Почему я чувствую такую кровную, неразрывную связь со всем этим? Нет, и не кровную, а больше - какую-то общелюдскую связь тех времен со всем, чем живем мы эти первые годы революции?.. Я очень мало чего знала, и мне на всю жизнь запало в душу первое, что узнала, радостно ошеломило восторгом, что вот давно-давно уже люди начали борьбу, такую похожую на нашу, будто она наша общая... Не одинаковая, но общая, вот уже столько тысяч лет разгорается по всей Земле...

Гремя отодвигаемыми скамейками, толпясь у выхода, закуривая на ходу, расходятся красноармейцы из комнаты клуба в старинном толстенном крепостном здании. Рядом со мной остается только несколько человек, у кого есть еще вопросы о Парижской коммуне. Мы последними понемногу подвигаемся к двери. Мы знакомы, я не в первый раз у них читаю, поэтому они уважительно меня называют на "вы" - как-никак я доклад читаю без бумажки, знаю, как там все произошло, и на вопросы могу отвечать, как будто сама там была и только вспоминаю подробности. Но на ученого "специалиста" я до того не похожа, что они то и дело сбиваются в разговоре на "ты". В особенности когда мы выходим после лекции во двор.

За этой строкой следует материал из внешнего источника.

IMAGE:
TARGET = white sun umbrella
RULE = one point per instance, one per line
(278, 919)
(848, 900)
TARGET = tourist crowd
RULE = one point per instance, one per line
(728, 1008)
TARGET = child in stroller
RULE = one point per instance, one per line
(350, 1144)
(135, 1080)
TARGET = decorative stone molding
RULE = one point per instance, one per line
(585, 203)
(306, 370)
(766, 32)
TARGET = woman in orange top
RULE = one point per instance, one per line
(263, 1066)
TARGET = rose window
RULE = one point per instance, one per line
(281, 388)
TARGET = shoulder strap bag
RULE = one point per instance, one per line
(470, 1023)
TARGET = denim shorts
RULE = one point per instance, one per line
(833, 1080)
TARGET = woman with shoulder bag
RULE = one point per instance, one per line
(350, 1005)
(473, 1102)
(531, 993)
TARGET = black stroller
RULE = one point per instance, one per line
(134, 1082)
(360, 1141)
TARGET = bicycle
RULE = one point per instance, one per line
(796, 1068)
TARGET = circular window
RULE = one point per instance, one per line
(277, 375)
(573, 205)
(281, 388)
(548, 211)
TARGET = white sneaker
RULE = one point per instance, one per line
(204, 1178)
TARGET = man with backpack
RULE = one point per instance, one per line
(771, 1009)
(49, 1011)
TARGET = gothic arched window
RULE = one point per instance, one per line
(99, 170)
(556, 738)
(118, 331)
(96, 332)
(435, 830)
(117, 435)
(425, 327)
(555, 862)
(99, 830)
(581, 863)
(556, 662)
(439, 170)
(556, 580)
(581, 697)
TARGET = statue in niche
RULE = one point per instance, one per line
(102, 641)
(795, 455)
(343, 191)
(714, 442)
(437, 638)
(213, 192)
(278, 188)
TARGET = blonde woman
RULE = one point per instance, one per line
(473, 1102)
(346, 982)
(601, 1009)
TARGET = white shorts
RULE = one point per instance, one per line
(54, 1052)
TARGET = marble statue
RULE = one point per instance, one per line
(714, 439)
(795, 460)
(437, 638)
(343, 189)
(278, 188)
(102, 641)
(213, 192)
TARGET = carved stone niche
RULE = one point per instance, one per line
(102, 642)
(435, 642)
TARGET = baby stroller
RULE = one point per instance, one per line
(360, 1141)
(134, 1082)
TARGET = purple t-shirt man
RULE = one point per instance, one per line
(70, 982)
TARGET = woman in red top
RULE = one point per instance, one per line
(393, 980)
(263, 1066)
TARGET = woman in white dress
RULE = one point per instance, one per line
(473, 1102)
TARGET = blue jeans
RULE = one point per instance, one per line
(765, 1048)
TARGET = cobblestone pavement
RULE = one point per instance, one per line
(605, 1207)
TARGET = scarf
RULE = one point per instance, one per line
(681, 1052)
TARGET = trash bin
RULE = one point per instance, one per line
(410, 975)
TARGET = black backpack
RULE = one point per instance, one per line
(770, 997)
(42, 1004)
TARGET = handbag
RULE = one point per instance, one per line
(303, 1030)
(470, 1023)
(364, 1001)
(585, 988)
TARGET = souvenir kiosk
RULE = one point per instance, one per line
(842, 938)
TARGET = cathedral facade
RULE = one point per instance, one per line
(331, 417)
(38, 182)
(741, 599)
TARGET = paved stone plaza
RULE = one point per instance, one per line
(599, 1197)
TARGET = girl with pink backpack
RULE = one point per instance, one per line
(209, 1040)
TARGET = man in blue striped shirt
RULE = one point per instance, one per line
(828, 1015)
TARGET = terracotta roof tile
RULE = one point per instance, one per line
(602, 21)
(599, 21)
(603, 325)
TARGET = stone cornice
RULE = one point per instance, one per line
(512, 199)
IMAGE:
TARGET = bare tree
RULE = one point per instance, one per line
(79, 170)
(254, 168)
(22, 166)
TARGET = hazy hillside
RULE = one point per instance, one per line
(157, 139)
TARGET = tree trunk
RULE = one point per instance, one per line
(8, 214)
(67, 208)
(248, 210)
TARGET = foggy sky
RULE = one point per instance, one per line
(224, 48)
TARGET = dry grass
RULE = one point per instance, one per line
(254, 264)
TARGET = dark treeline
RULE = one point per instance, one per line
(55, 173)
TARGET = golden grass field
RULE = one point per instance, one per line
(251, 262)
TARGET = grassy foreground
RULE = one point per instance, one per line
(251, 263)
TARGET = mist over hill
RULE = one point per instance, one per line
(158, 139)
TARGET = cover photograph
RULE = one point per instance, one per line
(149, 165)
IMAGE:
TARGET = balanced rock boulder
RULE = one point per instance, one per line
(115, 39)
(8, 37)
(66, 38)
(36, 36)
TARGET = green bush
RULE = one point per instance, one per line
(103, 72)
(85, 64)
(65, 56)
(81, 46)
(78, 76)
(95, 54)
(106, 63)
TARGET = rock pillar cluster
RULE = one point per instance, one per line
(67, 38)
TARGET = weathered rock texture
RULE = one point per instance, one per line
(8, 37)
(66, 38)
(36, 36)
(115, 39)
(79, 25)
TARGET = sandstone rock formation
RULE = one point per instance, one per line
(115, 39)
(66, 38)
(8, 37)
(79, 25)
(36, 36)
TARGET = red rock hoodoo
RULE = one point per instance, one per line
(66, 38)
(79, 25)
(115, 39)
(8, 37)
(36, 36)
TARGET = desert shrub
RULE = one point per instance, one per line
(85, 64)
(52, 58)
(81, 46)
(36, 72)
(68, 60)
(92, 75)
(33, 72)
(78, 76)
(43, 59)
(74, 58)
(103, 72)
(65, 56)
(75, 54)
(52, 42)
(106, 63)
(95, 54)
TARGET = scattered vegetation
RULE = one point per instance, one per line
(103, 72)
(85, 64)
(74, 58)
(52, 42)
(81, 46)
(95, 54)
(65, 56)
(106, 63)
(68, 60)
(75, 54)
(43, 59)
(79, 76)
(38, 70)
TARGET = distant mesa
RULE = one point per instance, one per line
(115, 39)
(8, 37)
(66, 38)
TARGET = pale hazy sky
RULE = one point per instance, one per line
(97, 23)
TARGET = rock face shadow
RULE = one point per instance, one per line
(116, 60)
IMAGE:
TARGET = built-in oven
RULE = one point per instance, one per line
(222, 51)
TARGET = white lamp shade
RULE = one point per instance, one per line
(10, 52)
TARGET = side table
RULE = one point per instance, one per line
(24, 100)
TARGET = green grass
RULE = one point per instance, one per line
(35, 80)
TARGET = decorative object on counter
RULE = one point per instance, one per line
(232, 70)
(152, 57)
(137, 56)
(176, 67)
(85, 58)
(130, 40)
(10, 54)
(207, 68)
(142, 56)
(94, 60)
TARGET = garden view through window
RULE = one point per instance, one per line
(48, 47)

По крепостным дворам метет и крутит вьюга, через десять шагов уже еле просвечивает сквозь белую летящую пелену лампочка у входа в клуб.

Беглым шагом я спешу, низко пригибая голову, через крепостные дворы, мимо бастионов и казематов, мимо пустого собора с ангелом на верхушке шпиля, утонувшим в снежной вьюге. Но настоящая пурга меня подхватывает, только когда я выхожу из последних ворот на открытое место, к замерзшей Неве, на совершенно пустынный и бесконечный Троицкий мост.